12. The argument that there is not by virtue of the Reserve Bank Act any statutory obligation to pay, proceeds by attempting to show that there is a distinction between the word ' exchange ' and the word ' pay '. Mr. Munshi relies on the use of the words ' in payment' in Section 26 ' to recover.. .the value ' in Section 28 and ' payment' and ' shall be paid ' in Section 34 and he also contrasts the language and the scheme of the English Bank Acts of 1833i and 1844 and submits that the statutory obligation contained in Section 39 of the Reserve Bank Act to issue rupee coin on demand in exchange for bank notes and currency notes is only for maintaining equilibrium between different forms of currency. Mr. Munshi also relies upon the marginal note to that section which is: ' Obligation to supply different forms of currency.' But it has been laid down by the Privy Council in Thakurain Balraj Kunwar v. Rae Jagatpd Singh (1904) L.R. 31 IndAp 132 :
it is well settled that marginal notes to the section of. an Act of Parliament, cannot be referred to for the purpose of construing the Act. The contrary opinion originated in a mistake, and it has been exploded long ago. There seems to be not reason for giving marginal notes in an Indian statute any greater authority than the marginal notes in an English Act of Parliament.

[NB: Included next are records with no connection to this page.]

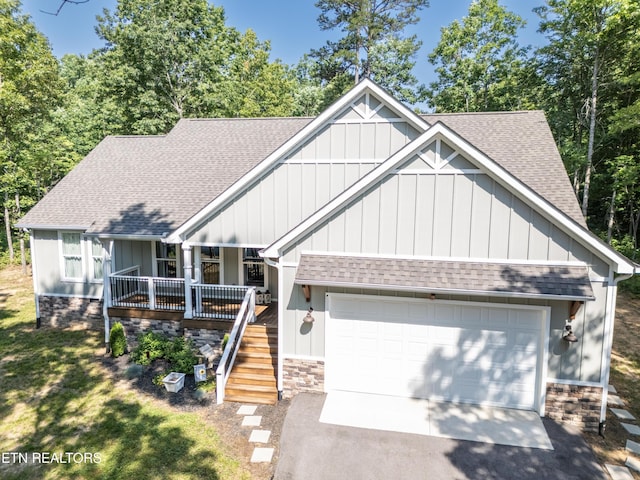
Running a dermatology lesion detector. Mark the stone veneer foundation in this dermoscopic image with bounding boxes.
[282,358,324,398]
[545,383,602,432]
[38,295,104,330]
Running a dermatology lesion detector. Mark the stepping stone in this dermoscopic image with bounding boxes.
[625,440,640,455]
[625,457,640,472]
[251,448,274,464]
[607,395,624,407]
[242,415,262,427]
[609,408,636,420]
[621,423,640,435]
[249,430,271,443]
[236,405,258,415]
[604,463,633,480]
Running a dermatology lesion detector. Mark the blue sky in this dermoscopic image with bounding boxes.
[22,0,544,83]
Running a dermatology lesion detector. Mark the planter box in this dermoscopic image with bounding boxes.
[162,372,185,393]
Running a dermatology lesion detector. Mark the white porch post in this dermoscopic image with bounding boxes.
[182,243,193,318]
[102,240,113,353]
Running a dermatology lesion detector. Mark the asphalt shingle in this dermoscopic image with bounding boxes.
[295,254,594,299]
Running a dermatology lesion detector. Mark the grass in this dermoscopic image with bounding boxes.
[0,268,249,480]
[585,292,640,479]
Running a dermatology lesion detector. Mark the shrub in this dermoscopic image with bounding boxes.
[131,332,171,365]
[166,337,198,373]
[109,322,127,357]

13. In his judgment the learned Judge in the Court below said this (p. 367 ante):
The word ' exchange' means ' surrender of one thing and' the receipt of another thing against the first.' The holder of the note has to surrender it, and against that receive currency notes or coins of the equivalent amount mentioned in the note. The nature of the transaction being such, it is bound to be described as an exchange and not an obligation met by payment.
And a little further on (p. 367 ante):
I do not agree with the contention of the petitioner that Section 39 is limited to notes which are legal tender. It covers the case of bank notes which are brought to the bank and against which the holder asks for payment. It covers the case of a note which is legal tender under Section 26 generally or limited within the meaning of Section 26(2), as also the case of a note of which circulation in general has been stopped but which the bank is bound to receive, accept and exchange for currency notes or coins. The word ' exchange' used in Section 39 in my opinion covers the obligation of the Bank to give against notes which are legal tender other notes or coins, and also obligation to deliver currency notes and coins against bank notes which have ceased to be legal tender. I do not propose to go into the larger question which was partially discussed in respect of the implied obligation of the Bank outside the Act to make payment and whether there exists such implied obligation. In my opinion Section 39 imposes an unqualified obligation on the Bank to pay for the notes, as provided therein, irrespective of the fact whether they are legal tender or not. The question of implied obligation' under the circumstances does not arise.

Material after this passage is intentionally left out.